This project is a web application that allows users to search for images using text or audio queries. The application uses ChromaDB for image indexing and retrieval, and the BLIP model for generating image descriptions. Users can input their queries via text or microphone, and the application will return the most relevant images along with audio descriptions.
- Text Query: Users can input a text query to search for images.
- Audio Query: Users can use their microphone to input an audio query, which will be transcribed to text and used for the search.
- Image Descriptions: The application generates audio descriptions for each image result using the BLIP model.

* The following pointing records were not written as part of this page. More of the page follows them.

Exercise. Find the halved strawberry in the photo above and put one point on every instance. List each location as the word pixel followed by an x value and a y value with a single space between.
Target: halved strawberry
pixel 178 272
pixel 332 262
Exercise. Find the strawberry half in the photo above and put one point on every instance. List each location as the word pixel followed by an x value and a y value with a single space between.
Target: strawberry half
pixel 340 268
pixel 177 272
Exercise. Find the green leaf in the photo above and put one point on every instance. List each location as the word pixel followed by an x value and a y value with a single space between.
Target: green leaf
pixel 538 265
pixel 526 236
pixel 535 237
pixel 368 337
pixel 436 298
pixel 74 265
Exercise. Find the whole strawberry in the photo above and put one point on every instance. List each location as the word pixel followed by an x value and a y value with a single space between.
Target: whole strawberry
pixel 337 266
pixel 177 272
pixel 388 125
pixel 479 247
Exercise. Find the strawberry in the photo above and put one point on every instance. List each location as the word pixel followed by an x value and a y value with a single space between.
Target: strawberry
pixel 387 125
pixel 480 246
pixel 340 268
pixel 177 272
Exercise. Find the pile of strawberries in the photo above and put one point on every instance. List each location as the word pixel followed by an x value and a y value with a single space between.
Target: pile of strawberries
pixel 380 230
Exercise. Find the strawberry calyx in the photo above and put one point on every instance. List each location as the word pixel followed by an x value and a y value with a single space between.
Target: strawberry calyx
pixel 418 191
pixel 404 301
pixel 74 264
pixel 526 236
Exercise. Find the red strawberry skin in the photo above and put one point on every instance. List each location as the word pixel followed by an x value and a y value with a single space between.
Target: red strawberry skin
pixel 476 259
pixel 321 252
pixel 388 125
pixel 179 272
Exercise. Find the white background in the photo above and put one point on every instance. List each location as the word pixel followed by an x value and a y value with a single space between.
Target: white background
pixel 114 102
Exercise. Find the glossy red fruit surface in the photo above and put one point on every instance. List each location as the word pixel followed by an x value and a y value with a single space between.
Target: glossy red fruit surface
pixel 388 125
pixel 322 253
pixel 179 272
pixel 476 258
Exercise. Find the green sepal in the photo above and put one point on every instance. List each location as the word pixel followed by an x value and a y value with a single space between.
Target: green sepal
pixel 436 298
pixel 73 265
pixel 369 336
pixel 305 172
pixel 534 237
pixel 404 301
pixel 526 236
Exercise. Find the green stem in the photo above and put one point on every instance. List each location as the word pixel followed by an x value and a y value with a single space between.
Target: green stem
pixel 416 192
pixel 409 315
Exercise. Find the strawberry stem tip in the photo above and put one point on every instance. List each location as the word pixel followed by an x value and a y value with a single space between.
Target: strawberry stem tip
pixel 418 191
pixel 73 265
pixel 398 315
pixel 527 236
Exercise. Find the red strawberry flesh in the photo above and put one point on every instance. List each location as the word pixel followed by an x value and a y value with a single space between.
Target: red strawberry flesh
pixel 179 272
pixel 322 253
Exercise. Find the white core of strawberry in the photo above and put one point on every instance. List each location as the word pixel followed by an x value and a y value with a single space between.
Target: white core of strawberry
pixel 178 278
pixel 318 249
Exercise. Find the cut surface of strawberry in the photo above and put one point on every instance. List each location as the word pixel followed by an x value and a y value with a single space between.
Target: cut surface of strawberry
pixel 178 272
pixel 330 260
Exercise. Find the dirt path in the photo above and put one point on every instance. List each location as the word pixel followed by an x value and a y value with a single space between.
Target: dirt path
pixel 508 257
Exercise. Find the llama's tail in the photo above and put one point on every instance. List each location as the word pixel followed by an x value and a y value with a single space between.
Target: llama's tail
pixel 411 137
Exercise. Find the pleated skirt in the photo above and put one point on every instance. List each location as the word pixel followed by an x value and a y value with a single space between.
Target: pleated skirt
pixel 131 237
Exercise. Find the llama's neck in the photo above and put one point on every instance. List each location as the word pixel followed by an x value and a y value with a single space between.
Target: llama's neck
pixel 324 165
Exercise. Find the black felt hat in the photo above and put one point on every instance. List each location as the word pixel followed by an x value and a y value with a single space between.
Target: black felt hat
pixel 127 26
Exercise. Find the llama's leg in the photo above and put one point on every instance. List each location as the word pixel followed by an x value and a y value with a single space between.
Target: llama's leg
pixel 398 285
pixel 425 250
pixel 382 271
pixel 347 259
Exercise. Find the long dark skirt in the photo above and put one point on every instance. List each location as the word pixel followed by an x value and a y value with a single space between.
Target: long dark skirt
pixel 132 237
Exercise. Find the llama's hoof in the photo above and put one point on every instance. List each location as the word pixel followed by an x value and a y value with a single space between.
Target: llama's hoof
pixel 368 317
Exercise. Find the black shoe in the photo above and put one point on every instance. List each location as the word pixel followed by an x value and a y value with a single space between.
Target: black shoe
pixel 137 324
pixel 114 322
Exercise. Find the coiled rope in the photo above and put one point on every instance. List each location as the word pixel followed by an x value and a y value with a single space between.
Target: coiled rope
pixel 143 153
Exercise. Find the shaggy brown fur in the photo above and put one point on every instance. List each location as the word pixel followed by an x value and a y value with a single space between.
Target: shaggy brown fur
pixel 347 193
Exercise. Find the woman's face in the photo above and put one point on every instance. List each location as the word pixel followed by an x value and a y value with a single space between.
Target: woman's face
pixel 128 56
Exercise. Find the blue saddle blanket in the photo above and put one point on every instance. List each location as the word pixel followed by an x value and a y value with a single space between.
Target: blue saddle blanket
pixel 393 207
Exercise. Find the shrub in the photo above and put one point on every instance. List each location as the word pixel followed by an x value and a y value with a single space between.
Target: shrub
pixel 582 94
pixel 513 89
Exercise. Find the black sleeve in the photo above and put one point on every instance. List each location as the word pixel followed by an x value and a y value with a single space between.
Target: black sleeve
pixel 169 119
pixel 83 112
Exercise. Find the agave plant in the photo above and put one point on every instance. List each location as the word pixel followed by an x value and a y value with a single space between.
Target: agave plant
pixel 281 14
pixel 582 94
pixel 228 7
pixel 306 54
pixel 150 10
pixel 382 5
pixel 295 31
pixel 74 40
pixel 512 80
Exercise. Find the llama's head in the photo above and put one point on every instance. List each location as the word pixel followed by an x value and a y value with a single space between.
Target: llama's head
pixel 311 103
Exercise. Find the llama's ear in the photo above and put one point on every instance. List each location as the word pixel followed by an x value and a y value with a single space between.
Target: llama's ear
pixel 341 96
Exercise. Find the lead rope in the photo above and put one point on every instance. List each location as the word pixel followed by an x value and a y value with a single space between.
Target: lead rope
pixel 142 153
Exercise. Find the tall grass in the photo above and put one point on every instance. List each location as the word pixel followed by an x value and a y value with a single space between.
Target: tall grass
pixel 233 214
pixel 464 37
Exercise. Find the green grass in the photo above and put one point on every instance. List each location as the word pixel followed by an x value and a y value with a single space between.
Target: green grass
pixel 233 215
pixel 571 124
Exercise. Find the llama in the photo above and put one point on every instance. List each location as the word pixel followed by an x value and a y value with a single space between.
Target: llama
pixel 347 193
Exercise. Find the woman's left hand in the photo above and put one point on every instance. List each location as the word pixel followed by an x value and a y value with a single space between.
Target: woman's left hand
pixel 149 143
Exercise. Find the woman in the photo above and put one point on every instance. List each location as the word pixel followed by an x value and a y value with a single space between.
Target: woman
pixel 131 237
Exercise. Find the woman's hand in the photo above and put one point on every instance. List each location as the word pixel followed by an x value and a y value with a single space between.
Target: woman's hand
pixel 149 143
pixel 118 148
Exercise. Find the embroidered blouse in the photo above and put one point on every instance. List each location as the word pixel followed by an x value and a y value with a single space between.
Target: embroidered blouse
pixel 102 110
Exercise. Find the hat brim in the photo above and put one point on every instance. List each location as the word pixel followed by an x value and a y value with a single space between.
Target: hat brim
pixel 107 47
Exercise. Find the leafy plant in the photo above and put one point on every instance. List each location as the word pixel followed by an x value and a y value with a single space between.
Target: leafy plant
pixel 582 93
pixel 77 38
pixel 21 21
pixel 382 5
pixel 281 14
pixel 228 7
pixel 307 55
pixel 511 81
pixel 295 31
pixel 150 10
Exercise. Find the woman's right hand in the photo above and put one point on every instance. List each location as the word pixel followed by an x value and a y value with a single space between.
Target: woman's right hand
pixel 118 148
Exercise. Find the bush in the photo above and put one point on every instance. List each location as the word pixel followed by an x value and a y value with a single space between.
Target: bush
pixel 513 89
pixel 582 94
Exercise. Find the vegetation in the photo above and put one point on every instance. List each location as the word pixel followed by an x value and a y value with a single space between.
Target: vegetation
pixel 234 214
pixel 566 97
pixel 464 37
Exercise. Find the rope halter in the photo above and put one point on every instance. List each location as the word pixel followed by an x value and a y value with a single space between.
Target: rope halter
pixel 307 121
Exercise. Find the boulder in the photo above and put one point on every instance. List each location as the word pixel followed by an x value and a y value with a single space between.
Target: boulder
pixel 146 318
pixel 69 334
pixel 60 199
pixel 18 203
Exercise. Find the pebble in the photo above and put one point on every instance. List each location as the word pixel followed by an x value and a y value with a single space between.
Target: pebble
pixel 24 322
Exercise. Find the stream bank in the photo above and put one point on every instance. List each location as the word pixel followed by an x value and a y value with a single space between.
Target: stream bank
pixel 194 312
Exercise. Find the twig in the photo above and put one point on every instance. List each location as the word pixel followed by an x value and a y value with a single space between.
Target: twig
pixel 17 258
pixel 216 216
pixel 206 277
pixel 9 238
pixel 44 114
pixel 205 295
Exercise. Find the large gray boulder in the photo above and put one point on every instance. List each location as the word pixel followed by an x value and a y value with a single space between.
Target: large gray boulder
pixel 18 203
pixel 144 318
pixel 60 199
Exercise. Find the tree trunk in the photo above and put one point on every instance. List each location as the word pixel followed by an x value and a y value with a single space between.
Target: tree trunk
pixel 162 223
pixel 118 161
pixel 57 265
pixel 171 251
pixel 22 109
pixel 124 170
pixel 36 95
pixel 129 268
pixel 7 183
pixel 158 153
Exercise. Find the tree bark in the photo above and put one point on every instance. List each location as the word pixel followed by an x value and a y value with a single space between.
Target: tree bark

- Real-time Audio Streaming: Uses
streamlit-webrtc
for real-time audio streaming from the microphone.
-
Clone the repository:
git clone https://github.com/Malalane/ImageQuery.git cd ImageQuery
-
Create a virtual environment:
python -m venv venv source venv/bin/activate # On Windows, use `venv\Scripts\activate`
-
Install the dependencies:
pip install -r requirements.txt
-
Set up environment variables: Create environment variables in the root directory using the following export on the terminal:
export vectordb=your_vectordatabase_name
To download images for the dataset, follow these steps:
-
Go to the Kaggle competition page: Detect AI vs Human Generated Images
-
Download the dataset: Follow the instructions on the Kaggle page to download the dataset to your local machine.
-
Extract the dataset: Extract the downloaded dataset to a directory of your choice.
-
Install the Kaggle API:
pip install kaggle
-
Set up Kaggle API credentials:
- Go to your Kaggle account and create a new API token.
- Download the
kaggle.json
file and place it in the~/.kaggle/
directory (create the directory if it doesn't exist).
-
Download the dataset using the Kaggle API:
kaggle competitions download -c detect-ai-vs-human-generated-images
-
Extract the dataset:
unzip detect-ai-vs-human-generated-images.zip -d /path/to/dataset_folder
To create a vector database from the downloaded dataset of images, use the create_vectordb.py
script. This script takes two arguments: the path to the dataset folder and the name of the vector database.
-
Run the script:
python create_vectordb.py /path/to/dataset_folder my_vectordb_name
Replace
/path/to/dataset_folder
with the actual path to your dataset folder andmy_vectordb_name
with the desired name for your ChromaDB vector database.
-
Run the Streamlit application:
streamlit run streamlit_app.py
-
Open your web browser and go to
http://localhost:8501
. -
Enter your query:
- Text Query: Enter your query text in the input box.
- Audio Query: Click on the microphone button to start recording your query.
-
View Results: The application will display the most relevant images along with audio descriptions.
-
Install Rosetta on macOS: If you are using macOS, you will need to install Rosetta to get audio to work on Streamlit:
softwareupdate --install-rosetta
project/
│
├── vectordatabase/
│
├── create_vectordb.py
├── streamlit_app.py
├── requirements.txt
└── README.md
streamlit
torch
torchvision
Pillow
numpy
chromadb
SpeechRecognition
gtts
streamlit-webrtc
transformers
keybert
This project is licensed under the MIT License. See the LICENSE file for details.